The time of year when clothes and beer turn green and nearly everyone claims an Irish ancestor is upon us. Yet St. Patrick’s Day 2017 in particular happens to correspond with an Irish whiskey boom, one complete with a micro-distillery explosion taking place in parallel with that of the United States, as well as the full-fledged revival of single pot still whiskey.
Since so many became acquainted with whiskey in the first place through the college bar institution of a shot of Jameson and a mug of lager, the best thing you could do with your St. Patrick’s Day imbibing is to turn away from cheap green beer and explore Ireland’s vibrant whiskey scene. Here are some of the latest releases to look out for in liquor stores and bar shelves.
$60 to $90
If you are the type seeking the very latest and most uncommon in things, for Irish whiskey that would be the Method and Madness line. This newest batch of releases from Irish Distillers, the same people who make Jameson and Redbreast, is based on the theme of New Midleton Distillery’s apprentices being brought to the fore to work hand-in-glove with the masters. At present, the Method and Madness line includes a single grain finished in new Spanish oak; a single malt finished in new French oak; and a single pot still finished in new French chestnut. Officially it’s available only in Europe, but some American online retailers told me they were making a point of importing a small supply in time for St.
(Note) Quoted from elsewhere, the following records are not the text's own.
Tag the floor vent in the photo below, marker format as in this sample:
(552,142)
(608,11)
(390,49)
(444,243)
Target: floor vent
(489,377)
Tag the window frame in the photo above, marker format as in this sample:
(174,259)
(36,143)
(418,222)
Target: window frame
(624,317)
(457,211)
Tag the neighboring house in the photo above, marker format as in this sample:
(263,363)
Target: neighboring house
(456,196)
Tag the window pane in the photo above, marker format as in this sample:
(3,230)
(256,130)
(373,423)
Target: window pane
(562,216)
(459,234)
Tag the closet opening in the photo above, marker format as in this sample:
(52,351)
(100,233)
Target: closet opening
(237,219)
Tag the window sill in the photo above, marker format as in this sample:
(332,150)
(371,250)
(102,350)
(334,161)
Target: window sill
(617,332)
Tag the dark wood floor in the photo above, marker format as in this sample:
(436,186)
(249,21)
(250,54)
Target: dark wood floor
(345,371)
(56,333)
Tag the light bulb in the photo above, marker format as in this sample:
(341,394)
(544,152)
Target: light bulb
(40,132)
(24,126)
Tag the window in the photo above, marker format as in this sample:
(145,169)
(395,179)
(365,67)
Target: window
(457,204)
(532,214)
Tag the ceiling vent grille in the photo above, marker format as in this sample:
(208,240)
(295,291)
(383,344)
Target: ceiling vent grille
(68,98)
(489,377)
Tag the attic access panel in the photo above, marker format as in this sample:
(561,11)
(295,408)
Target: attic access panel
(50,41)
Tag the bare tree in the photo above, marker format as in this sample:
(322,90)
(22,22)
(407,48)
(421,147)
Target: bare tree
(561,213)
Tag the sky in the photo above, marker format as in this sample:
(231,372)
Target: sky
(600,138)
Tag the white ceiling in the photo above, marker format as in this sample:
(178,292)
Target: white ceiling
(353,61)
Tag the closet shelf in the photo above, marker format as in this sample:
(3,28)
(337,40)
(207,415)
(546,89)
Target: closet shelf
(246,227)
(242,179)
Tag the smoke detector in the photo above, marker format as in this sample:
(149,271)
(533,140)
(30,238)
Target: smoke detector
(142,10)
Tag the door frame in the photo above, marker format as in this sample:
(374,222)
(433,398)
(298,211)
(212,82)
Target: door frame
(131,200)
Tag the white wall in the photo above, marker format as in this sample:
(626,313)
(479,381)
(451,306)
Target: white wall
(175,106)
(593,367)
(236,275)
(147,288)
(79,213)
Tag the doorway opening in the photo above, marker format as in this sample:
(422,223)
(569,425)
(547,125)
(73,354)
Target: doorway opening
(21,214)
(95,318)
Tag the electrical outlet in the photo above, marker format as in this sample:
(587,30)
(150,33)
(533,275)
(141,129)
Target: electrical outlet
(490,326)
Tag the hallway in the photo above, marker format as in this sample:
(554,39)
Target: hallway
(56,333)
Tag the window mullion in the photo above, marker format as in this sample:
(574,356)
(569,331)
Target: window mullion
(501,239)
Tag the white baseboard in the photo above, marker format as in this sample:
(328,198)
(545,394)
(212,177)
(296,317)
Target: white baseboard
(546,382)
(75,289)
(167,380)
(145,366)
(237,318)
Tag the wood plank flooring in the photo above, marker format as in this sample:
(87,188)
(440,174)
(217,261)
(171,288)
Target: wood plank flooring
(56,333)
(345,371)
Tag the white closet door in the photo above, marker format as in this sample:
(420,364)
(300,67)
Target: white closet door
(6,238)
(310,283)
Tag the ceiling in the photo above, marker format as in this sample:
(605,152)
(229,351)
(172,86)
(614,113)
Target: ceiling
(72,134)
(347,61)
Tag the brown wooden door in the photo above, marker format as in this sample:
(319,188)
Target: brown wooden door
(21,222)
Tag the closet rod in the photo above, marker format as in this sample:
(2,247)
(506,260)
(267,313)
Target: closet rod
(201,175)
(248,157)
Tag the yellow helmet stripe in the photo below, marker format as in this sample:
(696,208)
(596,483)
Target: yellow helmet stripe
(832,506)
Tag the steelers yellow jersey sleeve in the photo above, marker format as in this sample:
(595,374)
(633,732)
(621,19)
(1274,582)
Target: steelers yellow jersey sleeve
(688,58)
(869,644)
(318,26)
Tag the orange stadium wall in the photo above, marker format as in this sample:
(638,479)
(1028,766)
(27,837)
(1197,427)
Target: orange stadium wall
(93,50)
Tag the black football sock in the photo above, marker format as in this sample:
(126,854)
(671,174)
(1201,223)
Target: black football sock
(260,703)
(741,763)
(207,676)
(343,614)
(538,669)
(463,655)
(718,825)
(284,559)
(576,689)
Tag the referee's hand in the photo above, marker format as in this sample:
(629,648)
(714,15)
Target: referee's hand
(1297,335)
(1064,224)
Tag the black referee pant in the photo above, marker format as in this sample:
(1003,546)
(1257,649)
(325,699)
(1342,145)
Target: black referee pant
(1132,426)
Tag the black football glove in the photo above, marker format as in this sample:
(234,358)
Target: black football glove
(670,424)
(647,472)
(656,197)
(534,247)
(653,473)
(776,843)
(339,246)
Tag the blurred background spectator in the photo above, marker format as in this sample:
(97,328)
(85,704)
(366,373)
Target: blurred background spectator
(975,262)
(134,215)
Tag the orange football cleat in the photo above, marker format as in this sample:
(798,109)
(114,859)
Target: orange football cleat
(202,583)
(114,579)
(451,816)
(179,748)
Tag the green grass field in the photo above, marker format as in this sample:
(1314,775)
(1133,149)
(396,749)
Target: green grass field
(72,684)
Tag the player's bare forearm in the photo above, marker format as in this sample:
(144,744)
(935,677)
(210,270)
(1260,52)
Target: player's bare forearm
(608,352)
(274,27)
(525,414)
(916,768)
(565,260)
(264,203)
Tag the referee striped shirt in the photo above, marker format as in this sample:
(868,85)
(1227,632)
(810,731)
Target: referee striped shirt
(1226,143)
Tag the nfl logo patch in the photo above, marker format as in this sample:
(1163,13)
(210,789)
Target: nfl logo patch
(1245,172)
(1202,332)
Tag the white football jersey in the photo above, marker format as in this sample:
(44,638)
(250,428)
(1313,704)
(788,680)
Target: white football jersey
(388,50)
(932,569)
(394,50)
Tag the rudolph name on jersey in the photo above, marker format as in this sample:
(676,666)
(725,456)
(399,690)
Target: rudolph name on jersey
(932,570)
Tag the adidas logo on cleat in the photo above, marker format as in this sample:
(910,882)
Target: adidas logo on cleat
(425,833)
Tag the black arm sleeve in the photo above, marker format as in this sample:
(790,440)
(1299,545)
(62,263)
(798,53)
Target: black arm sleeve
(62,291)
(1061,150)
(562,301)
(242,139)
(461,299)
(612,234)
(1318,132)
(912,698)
Patrick’s Day. Also, most European whiskey shops who have it will send it to the United States, if you are willing to pay the shipping fees.
Much more easily had is The Dubliner 10-Year-Old, launched last month and widely available in major U.S. cities. It’s a straight forward Irish single malt, aged in ex-bourbon barrels to a nice point of maturity, and can be had for the fairly reasonable price. If you’re looking to step outside of the common bottle of Jameson, but don’t want anything to risky, The Dubliner is a solid choice.
The same folks who released The Dubliner 10-Year-Old in February, Quintessential Brands, also put out Dublin Liberties Copper Alley less than six months ago. Basically, this takes the same 10-year-old single malt stock as the Dubliner and finishes it in some incredibly well-seasoned old Sherry casks (casks that were in use for three decades), making it very attractive to folks who like their sherried whiskey. The drawback here is that if you want it, nobody in the U.S. imported it, so you will need to order it from a shop in Europe and have it shipped over.
Late last year saw the release of a new batch of what many view as the original super premium Irish whiskey of modern times, Midleton Very Rare. Introduced back in 1984, Midleton Very Rare represents an annual selection of some of the best ex-bourbon barrel stock in New Midleton’s warehouses by the Master Distiller, Brian Nation. Always excellent and sometimes outstanding, Midleton Very Rare is, as the name implies, not easy to get. However, it is routinely imported into the U.S. and might even be available on the top shelf of some of your more specialized whiskey bars.
Going from the very rare to the extraordinarily so, late last year also saw the release of this new, ultra-aged expression by Teeling Whiskey Company. This whiskey was vatted from a mix of peated and unpeated Irish single malts aged in ex-bourbon barrels, and then finished in Sauternes wine casks. Only 1,000 bottles were made, but its rarity and price guaranteed that plenty of it made its way over to the U.S., where it occupies a place of pride on store shelves and waits for someone to splurge on it.
West Cork Distillers was one of the earliest new entrants in the Irish whiskey revival, having opened their doors in 2008, but this batch of 12-Year-Old single malts comes from sourced stock. The series consists of Sherry Cask, Port Cask and Rum Cask releases. The source whiskey is a 12-Year-Old, ex-bourbon barrel aged single malt, with each version representing a six to 12-month finish in the respective second barrel. Some 7,500 bottles in total were imported into the U.S.